Quel bonheur donc de travailler dans cette Suisse, empreinte de gentillesse ! Vraiment ? Dans de nombreux projets d’alignement d’équipes je rencontre des cadres et employés manifestant des symptômes de la «maladie de l’évitement amical», à l’instar de cet employé de banque: «Récemment, il m’a été reproché certains points sur un processus que j’ai mis en place. Ce que j’ai du mal à gérer, c’est la façon dont ça m’a été reproché. En effet, la personne qui travaille à côté de moi ne m’a rien précisé et m’a même affirmé que mon travail était bon, mais a envoyé un email à mon manager pour se plaindre quant à la bonne exécution du processus. Maintenant, en arrivant au travail, j’ai la boule au ventre

 

 

Le déclencheur: la peur

Dans une culture qui prône des relations courtoises, les personnes impliquées sont en permanence sur leurs gardes et n’évoquent pas les sujets épineux. Derrière ce comportement d’évitement amical se cachent des peurs, notamment celle de perdre la face ou faire perdre la face à l’Autre.

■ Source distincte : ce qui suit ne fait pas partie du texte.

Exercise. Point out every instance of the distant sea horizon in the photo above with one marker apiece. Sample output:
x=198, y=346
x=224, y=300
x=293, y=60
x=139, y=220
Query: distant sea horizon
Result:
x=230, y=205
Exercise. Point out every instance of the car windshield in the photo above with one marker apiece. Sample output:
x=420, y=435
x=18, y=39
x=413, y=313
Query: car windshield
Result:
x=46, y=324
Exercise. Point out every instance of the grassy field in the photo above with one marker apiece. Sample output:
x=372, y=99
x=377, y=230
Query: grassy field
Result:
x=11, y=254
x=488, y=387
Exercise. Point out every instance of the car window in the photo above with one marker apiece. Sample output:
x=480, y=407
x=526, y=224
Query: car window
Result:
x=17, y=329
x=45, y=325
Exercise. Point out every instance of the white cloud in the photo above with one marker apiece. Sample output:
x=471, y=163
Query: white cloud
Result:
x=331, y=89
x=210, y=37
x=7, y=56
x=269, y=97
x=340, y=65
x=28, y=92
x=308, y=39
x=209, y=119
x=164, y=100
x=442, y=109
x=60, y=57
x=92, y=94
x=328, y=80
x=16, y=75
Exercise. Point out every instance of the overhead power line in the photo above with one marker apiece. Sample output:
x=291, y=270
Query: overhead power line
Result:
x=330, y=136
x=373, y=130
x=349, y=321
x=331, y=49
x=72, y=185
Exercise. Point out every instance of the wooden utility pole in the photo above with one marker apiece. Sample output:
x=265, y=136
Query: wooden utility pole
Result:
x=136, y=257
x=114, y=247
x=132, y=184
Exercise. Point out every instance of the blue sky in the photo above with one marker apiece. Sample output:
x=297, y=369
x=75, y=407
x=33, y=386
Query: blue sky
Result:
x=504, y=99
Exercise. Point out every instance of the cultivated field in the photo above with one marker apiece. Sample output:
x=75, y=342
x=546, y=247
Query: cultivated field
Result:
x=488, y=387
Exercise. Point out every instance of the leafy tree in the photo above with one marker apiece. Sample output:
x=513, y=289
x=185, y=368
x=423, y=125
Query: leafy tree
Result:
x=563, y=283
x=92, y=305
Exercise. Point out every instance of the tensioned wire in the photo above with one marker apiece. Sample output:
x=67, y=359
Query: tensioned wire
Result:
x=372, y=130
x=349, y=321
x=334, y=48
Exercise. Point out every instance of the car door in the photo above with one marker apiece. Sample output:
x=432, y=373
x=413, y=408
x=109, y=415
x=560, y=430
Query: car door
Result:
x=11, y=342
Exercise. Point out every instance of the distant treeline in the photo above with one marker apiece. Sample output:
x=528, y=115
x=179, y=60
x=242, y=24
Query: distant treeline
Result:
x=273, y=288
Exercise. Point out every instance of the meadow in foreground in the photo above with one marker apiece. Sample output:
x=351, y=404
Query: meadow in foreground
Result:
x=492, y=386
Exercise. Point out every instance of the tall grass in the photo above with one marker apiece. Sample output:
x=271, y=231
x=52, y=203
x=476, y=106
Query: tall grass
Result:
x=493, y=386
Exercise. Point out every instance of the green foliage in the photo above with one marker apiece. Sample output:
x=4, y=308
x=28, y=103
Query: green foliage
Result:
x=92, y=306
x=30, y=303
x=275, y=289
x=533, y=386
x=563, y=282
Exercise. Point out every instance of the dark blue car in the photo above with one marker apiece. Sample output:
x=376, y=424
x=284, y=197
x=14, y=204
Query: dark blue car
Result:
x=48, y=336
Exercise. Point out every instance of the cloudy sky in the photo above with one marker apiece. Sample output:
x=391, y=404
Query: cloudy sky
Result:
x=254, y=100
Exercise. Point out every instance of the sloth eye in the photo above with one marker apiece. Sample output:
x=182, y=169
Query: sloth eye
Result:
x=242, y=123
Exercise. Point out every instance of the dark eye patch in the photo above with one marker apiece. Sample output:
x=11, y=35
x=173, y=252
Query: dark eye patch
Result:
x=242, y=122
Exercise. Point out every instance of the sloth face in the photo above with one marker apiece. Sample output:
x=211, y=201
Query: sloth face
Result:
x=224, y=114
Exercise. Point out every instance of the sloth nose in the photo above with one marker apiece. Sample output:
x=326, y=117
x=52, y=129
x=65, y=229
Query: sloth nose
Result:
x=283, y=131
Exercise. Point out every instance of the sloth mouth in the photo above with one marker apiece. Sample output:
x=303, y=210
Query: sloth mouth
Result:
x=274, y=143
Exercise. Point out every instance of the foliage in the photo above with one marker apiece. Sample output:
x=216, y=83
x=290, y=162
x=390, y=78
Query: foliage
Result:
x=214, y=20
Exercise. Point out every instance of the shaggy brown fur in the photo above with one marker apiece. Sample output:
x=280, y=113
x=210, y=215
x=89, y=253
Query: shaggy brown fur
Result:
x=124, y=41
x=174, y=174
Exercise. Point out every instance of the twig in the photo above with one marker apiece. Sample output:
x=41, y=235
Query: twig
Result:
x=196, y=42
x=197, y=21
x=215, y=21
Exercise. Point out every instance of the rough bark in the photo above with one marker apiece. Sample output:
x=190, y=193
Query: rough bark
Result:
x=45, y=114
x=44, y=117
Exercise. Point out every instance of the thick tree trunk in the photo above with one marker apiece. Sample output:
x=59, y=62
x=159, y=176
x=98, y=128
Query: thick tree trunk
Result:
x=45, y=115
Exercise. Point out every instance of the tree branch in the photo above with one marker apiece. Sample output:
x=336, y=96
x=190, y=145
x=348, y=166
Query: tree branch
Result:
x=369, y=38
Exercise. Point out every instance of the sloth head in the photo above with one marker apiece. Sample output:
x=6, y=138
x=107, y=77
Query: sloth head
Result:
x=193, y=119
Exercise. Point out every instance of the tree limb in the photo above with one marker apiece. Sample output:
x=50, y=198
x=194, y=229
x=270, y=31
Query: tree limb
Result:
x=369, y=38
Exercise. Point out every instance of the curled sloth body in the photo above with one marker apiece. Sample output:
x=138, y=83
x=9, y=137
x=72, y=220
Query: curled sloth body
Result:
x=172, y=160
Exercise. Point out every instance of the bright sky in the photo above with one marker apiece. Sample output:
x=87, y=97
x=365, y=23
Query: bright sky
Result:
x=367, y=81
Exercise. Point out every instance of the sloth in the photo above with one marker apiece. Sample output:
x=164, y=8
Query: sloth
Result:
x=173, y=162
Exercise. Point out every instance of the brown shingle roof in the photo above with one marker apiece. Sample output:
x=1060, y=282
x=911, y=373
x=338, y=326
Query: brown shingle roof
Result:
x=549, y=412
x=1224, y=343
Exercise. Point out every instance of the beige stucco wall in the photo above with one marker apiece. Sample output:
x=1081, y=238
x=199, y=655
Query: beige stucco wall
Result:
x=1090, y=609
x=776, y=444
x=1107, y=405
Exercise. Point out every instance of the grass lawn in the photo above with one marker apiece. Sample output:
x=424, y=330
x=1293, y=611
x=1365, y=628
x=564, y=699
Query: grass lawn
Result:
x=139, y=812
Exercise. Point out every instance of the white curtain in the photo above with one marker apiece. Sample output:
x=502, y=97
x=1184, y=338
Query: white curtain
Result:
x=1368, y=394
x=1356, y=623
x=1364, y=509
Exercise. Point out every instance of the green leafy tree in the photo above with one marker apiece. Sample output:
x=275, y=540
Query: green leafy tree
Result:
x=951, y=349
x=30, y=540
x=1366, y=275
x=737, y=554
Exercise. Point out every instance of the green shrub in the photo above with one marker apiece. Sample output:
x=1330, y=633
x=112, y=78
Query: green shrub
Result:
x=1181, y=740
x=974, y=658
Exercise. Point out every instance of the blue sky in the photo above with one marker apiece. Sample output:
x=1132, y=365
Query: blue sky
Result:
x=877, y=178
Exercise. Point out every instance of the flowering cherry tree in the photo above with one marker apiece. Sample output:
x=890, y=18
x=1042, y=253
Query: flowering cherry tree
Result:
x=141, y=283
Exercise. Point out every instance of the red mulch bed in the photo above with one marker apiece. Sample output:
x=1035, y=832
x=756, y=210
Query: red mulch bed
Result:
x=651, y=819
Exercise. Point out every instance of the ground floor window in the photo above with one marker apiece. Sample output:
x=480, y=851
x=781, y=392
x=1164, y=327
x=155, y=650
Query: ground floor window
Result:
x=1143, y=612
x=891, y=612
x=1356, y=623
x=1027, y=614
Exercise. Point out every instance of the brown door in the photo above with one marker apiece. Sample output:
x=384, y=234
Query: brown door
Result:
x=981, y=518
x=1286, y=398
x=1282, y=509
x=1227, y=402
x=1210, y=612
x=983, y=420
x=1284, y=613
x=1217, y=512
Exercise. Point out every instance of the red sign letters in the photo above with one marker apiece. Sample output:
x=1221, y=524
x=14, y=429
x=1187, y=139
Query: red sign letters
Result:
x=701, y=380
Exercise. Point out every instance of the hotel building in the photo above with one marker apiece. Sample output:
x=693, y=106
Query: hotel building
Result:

Pour y remédier, les partis impliqués adoptent en général un comportement politiquement correct: sourire comme si de rien n’était dans les meetings officiels. A la sortie du meeting, on touche un mot à un collègue que l’on sait de son côté pour chercher des alliances et traiter le problème. S’en suit le «mail au chef» et des réunions de couloir pour charger le «désigné coupable» le plus subtilement possible.

Le prix de l’évitement amical

Ces conflits larvés ont un coût élevé. Premièrement, ils plombent l’ambiance de travail et minent les rapports humains. S’en suivent une perte de motivation et de productivité alimentée par le partage de ces «virus émotionnels» à la machine à café. Les employés passent leur temps à décoder et à interpréter les comportements des uns et des autres ou, encore pire, répandent leurs rancœurs suite à des coups qu’ils estiment «tordus». Au final, l’organisation souffre d’un désintéressement progressif aux enjeux importants, les meilleurs éléments partent, d’autres adoptent une stratégie d’absentéisme voire de présentéisme.

Au management de baisser les «coups» dans l’entreprise

Créez un espace sécurisant  (c) Dreamstime

L’expérience montre que la formation peut sensibiliser à cette problématique et apporter des outils de résolution de conflits. La méthode de la communication non-violente est excellente à ce titre.

Mais le meilleur outil ne sert à rien, si le management ne donne pas l’exemple. Voici 3 leviers à actionner par un comité de direction afin de libérer l’intelligence collaborative :

  1. Thématisez dans la communication interne le syndrome de l’évitement amical et ses conséquences néfastes pour l’entreprise et l’individu.
  2. Adoptez au sein du Comité de Direction un comportement qui ne tolère plus les «coups» dans l’entreprise.
  3. Créez des espaces sécurisants permettant aux collaborateurs de s’exprimer librement et sans crainte.

Le cœur de l’économie sont les relations et non le Big Data. Savoir échanger de façon sincère et bienveillante, entre collègues et entre hiérarchies, est la clé pour créer une organisation forte et agile qui saura faire face aux défis du nouveau monde digital.